Computing wind behaviour time series and summary statistics at given point locations

Description

The temporalBehaviour() function allows computing wind speed and direction for a given location or set of locations along the lifespan of a tropical cyclone. It also allows to compute three associated summary statistics.

Usage

temporalBehaviour(
  sts,
  points,
  product = "TS",
  windThreshold = NULL,
  method = "Willoughby",
  asymmetry = "Chen",
  empiricalRMW = FALSE,
  tempRes = 60,
  verbose = 1
)

Arguments

Details

Storm track data sets, such as those extracted from IBRTrACKS (Knapp et al., 2010), usually provide observation at a 3- or 6-hours temporal resolution. In the temporalBehaviour() function, linear interpolations are used to reach the temporal resolution specified in the tempRes argument (default value = 60 min).

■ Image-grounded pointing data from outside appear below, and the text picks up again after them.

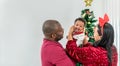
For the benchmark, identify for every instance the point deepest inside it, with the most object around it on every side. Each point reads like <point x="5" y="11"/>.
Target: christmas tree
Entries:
<point x="89" y="17"/>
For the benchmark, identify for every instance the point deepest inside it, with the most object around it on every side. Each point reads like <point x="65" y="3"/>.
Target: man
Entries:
<point x="52" y="52"/>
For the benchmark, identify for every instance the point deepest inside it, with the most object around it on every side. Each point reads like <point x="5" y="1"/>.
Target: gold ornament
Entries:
<point x="88" y="2"/>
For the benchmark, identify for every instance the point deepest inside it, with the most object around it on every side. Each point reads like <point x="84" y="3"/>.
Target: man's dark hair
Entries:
<point x="80" y="19"/>
<point x="49" y="27"/>
<point x="107" y="39"/>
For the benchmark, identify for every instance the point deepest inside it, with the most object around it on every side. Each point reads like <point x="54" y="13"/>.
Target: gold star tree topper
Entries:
<point x="88" y="2"/>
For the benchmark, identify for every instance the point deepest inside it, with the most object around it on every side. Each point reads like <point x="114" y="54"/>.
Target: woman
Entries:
<point x="101" y="53"/>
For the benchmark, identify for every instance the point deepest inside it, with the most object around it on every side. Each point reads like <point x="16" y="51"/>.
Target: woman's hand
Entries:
<point x="70" y="33"/>
<point x="85" y="41"/>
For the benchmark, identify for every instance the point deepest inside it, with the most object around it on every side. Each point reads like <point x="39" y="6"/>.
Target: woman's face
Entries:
<point x="96" y="34"/>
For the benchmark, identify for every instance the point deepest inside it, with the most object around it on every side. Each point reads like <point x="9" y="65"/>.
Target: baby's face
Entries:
<point x="79" y="26"/>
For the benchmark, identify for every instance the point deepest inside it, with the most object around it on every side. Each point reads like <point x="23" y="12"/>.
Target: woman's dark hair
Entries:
<point x="80" y="19"/>
<point x="107" y="39"/>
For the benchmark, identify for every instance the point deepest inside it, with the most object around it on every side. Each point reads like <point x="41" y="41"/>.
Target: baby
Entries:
<point x="79" y="31"/>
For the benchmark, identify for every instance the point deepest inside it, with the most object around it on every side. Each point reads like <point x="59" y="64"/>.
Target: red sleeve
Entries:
<point x="114" y="56"/>
<point x="80" y="54"/>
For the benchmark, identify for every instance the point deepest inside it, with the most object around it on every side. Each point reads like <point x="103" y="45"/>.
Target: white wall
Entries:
<point x="20" y="26"/>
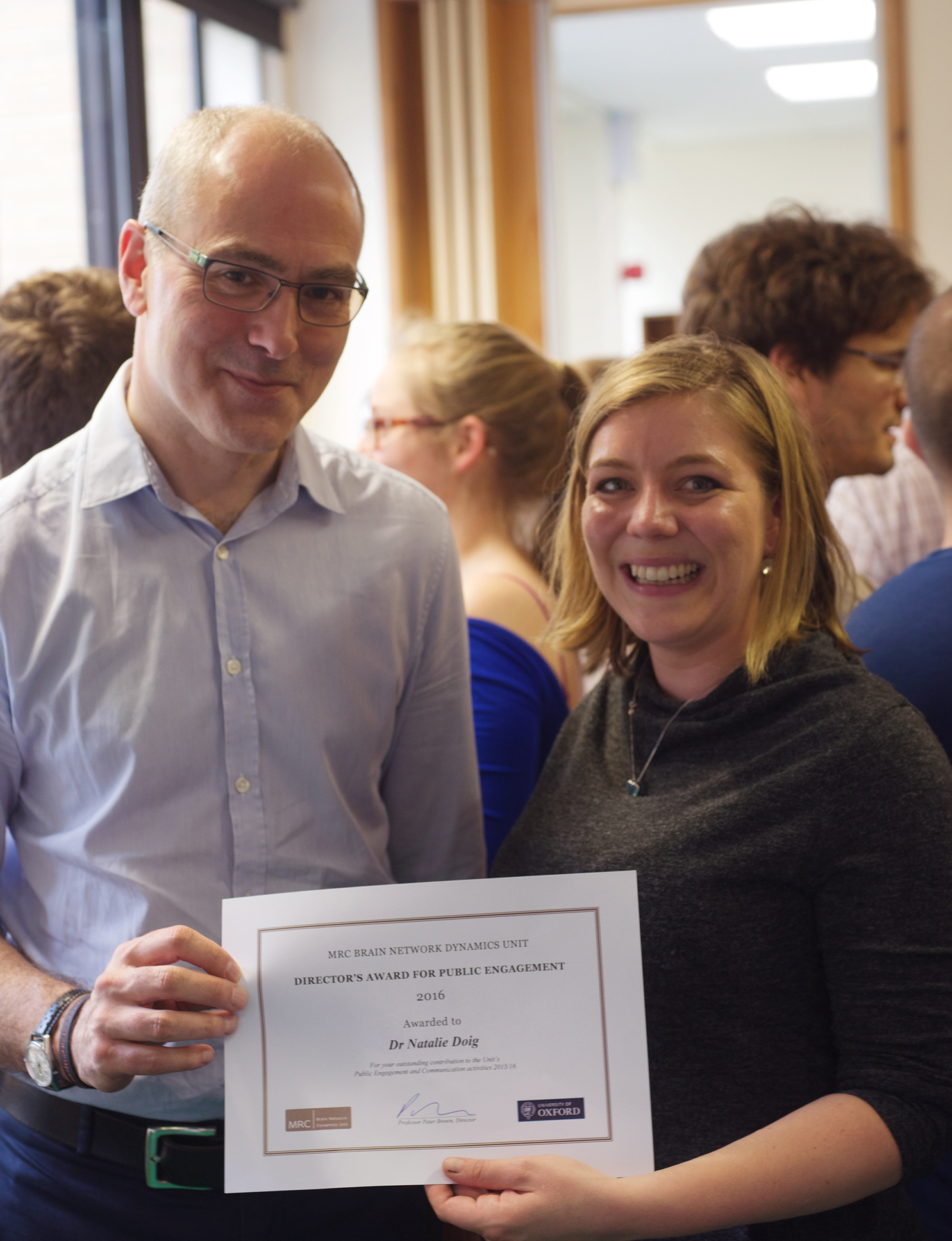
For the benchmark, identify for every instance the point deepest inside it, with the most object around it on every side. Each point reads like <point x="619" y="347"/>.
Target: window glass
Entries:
<point x="42" y="211"/>
<point x="231" y="65"/>
<point x="171" y="71"/>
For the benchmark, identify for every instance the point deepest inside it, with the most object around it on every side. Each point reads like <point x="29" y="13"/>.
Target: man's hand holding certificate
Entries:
<point x="390" y="1027"/>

The Holland (1980) model, widely used in the literature, is based on the 'gradient wind balance in mature tropical cyclones. The wind speed distribution is computed from the circular air pressure field, which can be derived from the central and environmental pressure and the radius of maximum winds.

v_r = \sqrt{\frac{b}{\rho} \times \left(\frac{R_m}{r}\right)^b \times (p_{oci} - p_c) \times e^{-\left(\frac{R_m}{r}\right)^b} + \left(\frac{r \times f}{2}\right)^2} - \left(\frac{r \times f}{2}\right)

with,

b = \frac{\rho \times e \times v_m^2}{p_{oci} - p_c}

f = 2 \times 7.29 \times 10^{-5} \sin(\phi)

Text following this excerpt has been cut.